7 December 2023
After his recent fieldwork, Henry Morse had almost 9,000 photos of plants on his phone.
Henry has been collecting data on how ecological restoration sites have been regenerating over time, to contribute to his PhD in landscape ecology and ecological restoration. He recently received seed funding from Te Pūnaha Matatini to employ two research assistants to assist with his fieldwork.
Ecological restoration aims to recreate, initiate or accelerate the recovery of an ecosystem that has been disturbed. The sites that Henry has been researching are diverse. They are of different ages, different sizes and different locations. Some are surrounded by urban landscapes, some by suburbs, and others by farmland.
Along with his research assistants Paul Bell-Butler and Faustine Cabanne, Henry completed vegetation surveys at sites across the lower North Island of Aotearoa New Zealand, using transects. Transects are straight lines that cut through a landscape so that standardised measurements can be made, tracked over time, and compared to other areas. This will give him a full census of the seedlings, saplings and older trees at each site, and allow him to assess whether regeneration is processing well or being stunted.

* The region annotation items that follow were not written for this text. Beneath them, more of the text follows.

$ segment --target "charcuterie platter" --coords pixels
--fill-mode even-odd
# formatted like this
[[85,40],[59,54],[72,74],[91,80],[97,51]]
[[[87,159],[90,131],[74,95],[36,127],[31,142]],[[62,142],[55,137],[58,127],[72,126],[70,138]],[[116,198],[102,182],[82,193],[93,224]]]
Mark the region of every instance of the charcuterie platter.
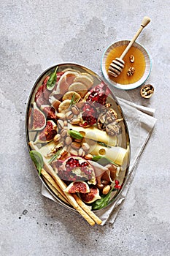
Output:
[[128,127],[108,85],[77,64],[61,64],[36,81],[26,136],[39,178],[59,203],[91,225],[121,193],[130,159]]

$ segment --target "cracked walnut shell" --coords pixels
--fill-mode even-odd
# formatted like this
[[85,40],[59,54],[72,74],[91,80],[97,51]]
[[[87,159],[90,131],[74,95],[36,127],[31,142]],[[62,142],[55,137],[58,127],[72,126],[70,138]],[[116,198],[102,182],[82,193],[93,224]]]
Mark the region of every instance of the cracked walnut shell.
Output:
[[141,96],[143,98],[149,99],[154,93],[154,87],[151,84],[147,84],[141,88]]

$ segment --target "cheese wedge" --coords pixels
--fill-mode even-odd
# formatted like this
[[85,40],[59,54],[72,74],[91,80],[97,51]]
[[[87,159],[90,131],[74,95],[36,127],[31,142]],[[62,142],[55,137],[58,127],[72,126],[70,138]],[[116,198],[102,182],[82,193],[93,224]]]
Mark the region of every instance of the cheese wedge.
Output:
[[101,131],[95,127],[83,128],[79,126],[68,124],[69,129],[73,129],[74,131],[82,132],[83,137],[87,139],[93,140],[96,141],[103,142],[107,146],[116,146],[117,137],[109,136],[106,132]]
[[96,144],[93,150],[90,152],[92,155],[104,157],[119,165],[124,165],[128,154],[127,149],[121,147],[107,148]]

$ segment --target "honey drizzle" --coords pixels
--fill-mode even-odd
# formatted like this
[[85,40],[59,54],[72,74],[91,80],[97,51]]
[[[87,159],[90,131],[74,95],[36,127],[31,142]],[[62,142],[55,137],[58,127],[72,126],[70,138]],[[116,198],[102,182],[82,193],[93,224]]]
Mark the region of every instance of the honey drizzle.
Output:
[[[125,48],[126,45],[120,45],[110,50],[107,57],[105,63],[107,72],[108,72],[109,67],[112,60],[117,57],[120,57]],[[134,56],[134,63],[130,61],[130,56],[131,54]],[[139,49],[132,46],[128,50],[128,53],[125,55],[123,61],[125,61],[125,67],[121,74],[120,74],[117,78],[109,75],[109,78],[114,82],[122,85],[134,83],[140,80],[144,73],[146,67],[145,59],[142,52]],[[134,67],[135,68],[135,72],[133,75],[128,76],[127,71],[131,67]]]

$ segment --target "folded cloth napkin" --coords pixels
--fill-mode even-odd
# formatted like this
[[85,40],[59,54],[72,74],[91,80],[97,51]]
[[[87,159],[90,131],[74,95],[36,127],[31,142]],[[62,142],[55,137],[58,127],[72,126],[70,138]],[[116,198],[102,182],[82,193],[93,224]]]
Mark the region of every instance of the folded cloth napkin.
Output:
[[[114,223],[116,219],[119,209],[127,196],[133,181],[138,160],[156,122],[156,118],[152,116],[155,113],[154,109],[134,104],[122,98],[117,99],[123,109],[128,127],[131,162],[126,183],[118,198],[104,209],[96,211],[96,215],[102,220],[102,225],[106,222]],[[57,202],[43,184],[42,195]]]

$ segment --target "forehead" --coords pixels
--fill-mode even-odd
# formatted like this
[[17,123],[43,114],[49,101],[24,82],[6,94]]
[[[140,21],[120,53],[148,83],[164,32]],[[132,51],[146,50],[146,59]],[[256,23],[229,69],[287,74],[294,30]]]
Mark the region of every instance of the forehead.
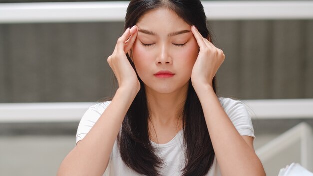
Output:
[[140,28],[156,30],[163,28],[176,30],[177,28],[190,27],[190,26],[180,18],[174,12],[169,8],[162,8],[148,12],[142,16],[136,24]]

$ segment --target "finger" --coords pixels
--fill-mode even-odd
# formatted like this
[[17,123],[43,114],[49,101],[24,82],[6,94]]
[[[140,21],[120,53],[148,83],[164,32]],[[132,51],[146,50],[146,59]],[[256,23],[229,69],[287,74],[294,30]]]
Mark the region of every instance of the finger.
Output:
[[192,32],[194,36],[194,38],[198,43],[198,45],[200,47],[200,49],[206,48],[206,44],[203,40],[203,36],[202,36],[202,35],[201,35],[200,32],[198,31],[198,30],[197,30],[194,26],[192,26]]
[[124,44],[125,44],[125,42],[127,41],[130,36],[130,29],[128,28],[127,30],[125,31],[124,34],[118,40],[116,48],[118,50],[124,50]]
[[130,38],[124,44],[125,53],[128,53],[130,50],[137,38],[138,28],[136,26],[130,30]]

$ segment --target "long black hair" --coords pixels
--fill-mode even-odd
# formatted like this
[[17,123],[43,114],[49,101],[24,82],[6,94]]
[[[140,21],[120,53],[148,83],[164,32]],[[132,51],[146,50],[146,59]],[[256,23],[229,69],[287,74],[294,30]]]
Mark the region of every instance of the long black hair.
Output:
[[[149,11],[161,8],[175,12],[187,24],[194,25],[204,38],[212,41],[204,7],[199,0],[131,0],[127,9],[125,30],[136,25]],[[126,55],[136,70],[130,57]],[[138,174],[160,176],[158,169],[164,165],[150,141],[150,113],[144,84],[139,76],[138,78],[141,89],[127,112],[118,138],[120,156],[125,164]],[[216,94],[215,78],[213,86]],[[215,153],[201,104],[190,80],[182,113],[186,159],[182,171],[186,176],[204,176],[213,164]]]

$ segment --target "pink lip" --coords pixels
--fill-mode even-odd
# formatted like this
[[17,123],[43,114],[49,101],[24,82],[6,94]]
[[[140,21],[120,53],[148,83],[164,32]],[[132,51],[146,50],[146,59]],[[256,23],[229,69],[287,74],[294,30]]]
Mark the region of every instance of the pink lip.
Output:
[[169,78],[173,77],[175,74],[168,71],[160,71],[154,74],[154,76],[158,78]]

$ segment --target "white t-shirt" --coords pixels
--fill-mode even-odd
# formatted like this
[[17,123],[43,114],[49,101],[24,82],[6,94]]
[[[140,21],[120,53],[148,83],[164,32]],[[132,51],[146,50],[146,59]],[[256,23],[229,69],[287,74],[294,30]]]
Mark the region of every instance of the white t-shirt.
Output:
[[[255,138],[251,118],[244,105],[240,101],[230,98],[220,98],[219,100],[240,134]],[[110,102],[102,102],[89,108],[78,126],[76,136],[76,144],[86,136],[110,103]],[[182,175],[180,170],[184,168],[185,164],[183,140],[183,132],[182,130],[167,144],[158,144],[152,142],[152,146],[158,149],[160,152],[158,154],[166,164],[166,167],[160,170],[162,176]],[[140,176],[124,164],[120,156],[116,140],[104,176]],[[206,176],[222,176],[216,158]]]

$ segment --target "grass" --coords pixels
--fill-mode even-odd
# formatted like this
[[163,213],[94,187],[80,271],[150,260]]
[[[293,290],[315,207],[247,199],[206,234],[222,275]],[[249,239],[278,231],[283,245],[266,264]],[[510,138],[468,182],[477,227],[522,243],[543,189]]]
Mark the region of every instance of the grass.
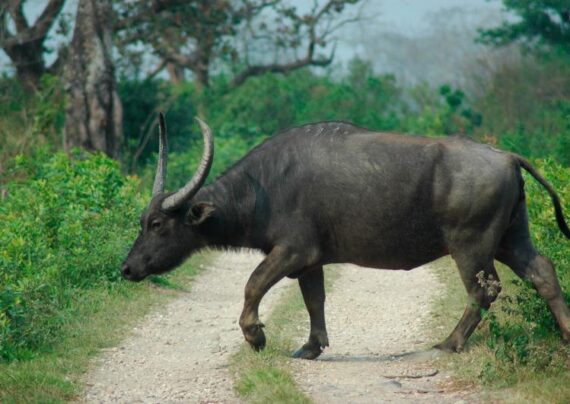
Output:
[[[325,270],[330,291],[336,271]],[[243,344],[231,362],[235,390],[249,403],[311,403],[291,376],[291,353],[299,348],[300,332],[309,332],[308,314],[296,284],[288,287],[267,322],[267,346],[254,352]],[[305,325],[305,327],[301,327]],[[302,330],[302,331],[300,331]],[[306,335],[305,335],[306,333]]]
[[[435,302],[434,311],[438,314],[434,317],[434,337],[443,340],[463,313],[466,292],[451,259],[437,262],[436,268],[436,274],[445,287],[444,293]],[[497,272],[503,291],[493,304],[491,312],[502,321],[523,321],[509,317],[511,315],[503,310],[509,296],[518,293],[518,286],[513,284],[516,275],[501,264],[497,264]],[[488,347],[490,337],[489,320],[484,319],[469,339],[466,351],[460,355],[446,356],[441,360],[442,366],[452,371],[458,382],[484,386],[483,394],[491,401],[570,402],[570,349],[561,347],[559,339],[548,341],[548,344],[540,348],[544,349],[545,356],[558,355],[558,358],[552,360],[556,365],[537,370],[534,366],[505,363],[496,351]],[[560,371],[561,368],[566,371]]]
[[128,335],[142,316],[167,303],[190,284],[203,256],[167,277],[91,290],[76,309],[51,350],[33,359],[0,365],[0,402],[58,403],[76,399],[90,360]]

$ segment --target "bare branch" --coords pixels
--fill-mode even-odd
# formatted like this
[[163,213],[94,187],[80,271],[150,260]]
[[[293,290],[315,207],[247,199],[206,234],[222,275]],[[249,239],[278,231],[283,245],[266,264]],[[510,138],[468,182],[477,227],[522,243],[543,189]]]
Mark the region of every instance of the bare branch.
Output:
[[0,47],[9,48],[28,42],[43,42],[53,22],[63,9],[64,4],[65,0],[50,0],[40,17],[30,27],[22,11],[22,2],[15,1],[13,3],[14,7],[10,7],[9,12],[14,20],[17,32],[14,35],[10,35],[7,29],[3,27]]
[[[307,26],[308,44],[306,48],[305,56],[301,59],[289,63],[272,63],[266,65],[253,65],[248,66],[238,73],[231,80],[229,84],[229,89],[234,89],[242,85],[248,78],[253,76],[259,76],[265,73],[288,73],[293,70],[297,70],[306,66],[328,66],[332,63],[334,54],[336,51],[336,46],[333,48],[331,55],[328,58],[315,58],[315,48],[317,46],[322,46],[328,39],[328,36],[334,32],[336,29],[342,27],[344,24],[356,21],[357,18],[342,21],[336,25],[330,25],[325,29],[320,35],[317,35],[316,28],[319,22],[325,15],[328,15],[334,10],[335,6],[338,6],[337,0],[329,0],[321,9],[318,8],[318,2],[313,3],[313,8],[311,14],[306,16],[304,19]],[[297,18],[296,16],[290,16],[291,18]]]

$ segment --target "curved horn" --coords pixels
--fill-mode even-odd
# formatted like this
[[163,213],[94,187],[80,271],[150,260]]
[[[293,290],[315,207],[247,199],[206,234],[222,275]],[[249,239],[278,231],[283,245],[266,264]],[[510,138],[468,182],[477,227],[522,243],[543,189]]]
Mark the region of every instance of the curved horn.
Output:
[[214,160],[214,137],[212,130],[201,119],[196,118],[196,120],[200,124],[202,135],[204,136],[204,153],[202,154],[202,160],[192,179],[175,194],[170,195],[162,201],[162,209],[164,210],[175,210],[185,201],[196,195],[196,192],[198,192],[200,187],[204,184],[204,181],[206,181],[206,177],[212,167],[212,161]]
[[154,176],[154,185],[152,186],[152,196],[164,192],[164,183],[166,182],[166,163],[168,160],[168,139],[166,137],[166,122],[164,114],[158,114],[158,165],[156,166],[156,174]]

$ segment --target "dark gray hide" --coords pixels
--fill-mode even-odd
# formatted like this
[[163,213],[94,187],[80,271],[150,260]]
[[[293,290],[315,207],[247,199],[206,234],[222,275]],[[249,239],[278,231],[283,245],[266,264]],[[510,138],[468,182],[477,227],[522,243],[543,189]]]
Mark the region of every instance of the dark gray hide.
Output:
[[311,331],[294,355],[313,359],[328,345],[323,265],[409,270],[451,254],[470,302],[438,347],[461,351],[480,309],[499,292],[497,259],[534,283],[569,340],[570,311],[554,268],[529,237],[521,167],[547,189],[570,238],[556,193],[519,156],[459,137],[377,133],[342,122],[293,128],[175,209],[161,208],[169,195],[155,195],[123,273],[140,280],[165,272],[204,247],[259,249],[266,258],[245,287],[244,336],[255,349],[264,346],[259,303],[283,277],[298,278]]

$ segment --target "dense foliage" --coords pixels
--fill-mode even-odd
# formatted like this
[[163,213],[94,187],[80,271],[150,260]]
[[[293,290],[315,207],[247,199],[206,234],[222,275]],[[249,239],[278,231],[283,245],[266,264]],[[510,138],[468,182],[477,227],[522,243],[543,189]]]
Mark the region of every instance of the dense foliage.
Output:
[[[569,201],[570,168],[551,160],[535,163],[562,200]],[[552,202],[544,188],[529,177],[526,191],[534,243],[541,254],[554,262],[566,301],[570,304],[568,240],[554,221]],[[485,343],[493,356],[487,360],[481,377],[487,382],[513,383],[521,368],[547,374],[566,372],[569,348],[560,344],[560,332],[546,302],[530,283],[521,281],[510,271],[502,281],[512,282],[515,287],[510,289],[510,294],[500,297],[498,309],[487,313],[489,327]]]
[[0,204],[0,359],[49,348],[83,290],[112,287],[143,206],[102,155],[37,149],[10,164]]

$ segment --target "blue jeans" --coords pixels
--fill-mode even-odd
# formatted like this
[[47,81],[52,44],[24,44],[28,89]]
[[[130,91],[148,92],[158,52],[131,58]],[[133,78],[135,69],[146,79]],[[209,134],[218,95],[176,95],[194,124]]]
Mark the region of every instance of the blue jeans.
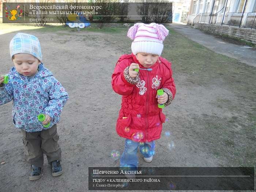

Each site took around a day to survey, and half a day afterwards to process all the data — logging huge numbers of plant identifications and measurements, and turning those thousands of photos into usable data.
At the moment, ecological restoration in Aotearoa is largely driven by motivated individuals. “There are a lot of individual landholders that are interested in ecological restoration,” says Henry. “Some have land that is too steep for crops, or so boggy that they lose stock in it. Restoring degrading hillslopes can prevent further loss of that area, and restoring a bit of wetland on a farm can save the cost of having to pay for losing stock each year.”
“Other people simply have a passion for restoration.”
For ecological restoration to have real benefit, it needs to move beyond these farm-scale projects run by individuals to broader landscape-scale projects. Henry’s overall PhD project is looking at what species to plant, where to plant, and why to plant for landscape-scale restoration. In the first chapter of his thesis, he looks at species distribution models under climate change futures, to get an idea if what we’re planting in restoration projects makes sense for the long term.
The data from this fieldwork will inform the second chapter on how restoration sites are recovering, based on their place in the landscape. “Regeneration sites within a certain proximinity of a seed source might show good diversity and abundance,” explains Henry. “So they might need less effort than another site.”
This analysis will be used to strategise restoration on a landscape-scale. Planting is labour-intensive and expensive, so this research will be useful to prioritise where to plant, and what can be left to regenerate on its own. “Natural regeneration is probably going to be the primary powerhouse behind getting regeneration going on the landscape scale,” says Henry.
In the final chapter of his thesis, Henry will explore different landscape-scale restoration scenarios. “If we were to restore five metres alongside every major waterway, what would the impact on the ecosystem be?” asks Henry.
Henry is originally from Los Angeles. Once he has completed his PhD, he wants to continue working in the Aotearoa research system. “The ecological research that’s happening here is amazing,” he says.
“The cutting edge of where ecology is going now is being led by mātauranga Māori. Even though it’s not what I’m working on, just being in the proximity of that feels awesome.”
And if there is a restoration site or group near you, Henry encourages you to get involved. “They can really use the support, and it does so much for your mental health.”
“Or just simply walk off the trail,” says Henry. “Wander around a little bit and get a feel for your local ngahere. It’s awesome.”